Both the main elements of throughput were hit, being well down on last year’s figures. General cargo handling was 12.2% lower at 42.5 million tons, bulk cargo handling 11.7% down at 18.7 million tons. In the container handling segment, a total of 4.1 million TEU – 20-ft standard containers – were shifted across the quaywalls, a 12.4% fall on the previous year.
We are naturally not pleased about this trend, but the drop in first-half throughput caused by the pandemic seriously affected all ports in Northern Europe. Owing to the weakness of the world economy and some withdrawals or considerable delays of global supply chains, as expected the effect turned out to be more severe in the second quarter than in the first three months,
…said Axel Mattern, Joint CEO, Port of Hamburg Marketing.
The largest volume fall on the previous year occurred on imports.

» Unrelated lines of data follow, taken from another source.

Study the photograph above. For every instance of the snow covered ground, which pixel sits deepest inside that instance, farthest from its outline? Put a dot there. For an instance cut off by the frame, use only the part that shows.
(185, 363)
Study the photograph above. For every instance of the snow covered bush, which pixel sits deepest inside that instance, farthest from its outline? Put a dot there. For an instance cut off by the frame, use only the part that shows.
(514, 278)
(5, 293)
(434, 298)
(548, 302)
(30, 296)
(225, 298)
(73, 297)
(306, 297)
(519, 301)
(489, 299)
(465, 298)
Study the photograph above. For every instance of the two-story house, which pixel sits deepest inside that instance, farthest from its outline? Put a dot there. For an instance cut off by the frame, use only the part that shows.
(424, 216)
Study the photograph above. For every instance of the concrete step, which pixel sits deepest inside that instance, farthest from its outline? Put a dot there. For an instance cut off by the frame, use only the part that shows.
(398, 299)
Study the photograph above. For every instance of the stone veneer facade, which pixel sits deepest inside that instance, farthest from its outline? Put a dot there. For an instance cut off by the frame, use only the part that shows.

These were 16.3% lower in the first six months at 33.7 million tons, being considerably weaker than exports totalling 27.5 million tons, the downturn here being limited to a single-figure 6.1%.
On the import side, reduced steel production, in particular, led to lower throughput of ore and coal. Downturns of 24 and 10.5% were recorded for the part-segments grab and liquid cargoes. In the suction cargo segment, by contrast, first-half agribulk throughput soared by 30.8% to 4.1 million tons. Considerably higher grain and fertilizer exports were the main reason for the excellent first-half throughput trend.
On container handling as reflected in volumes with the Port of Hamburg’s top ten trading partners, the trend for the first six months varied a great deal. Except for Denmark, six countries here reported substantial double-digit downturns.
The 16.4% collapse in seaborne container throughput with China, Hamburg’s top trading partner by a wide margin, proved impossible to offset through positive trends with other countries.
Besides China, downturns in seaborne container throughput were also reported with Russia -14.9%, Sweden -13.3%, South Korea -14.4%, Denmark -2.7%, and Poland -10.5%.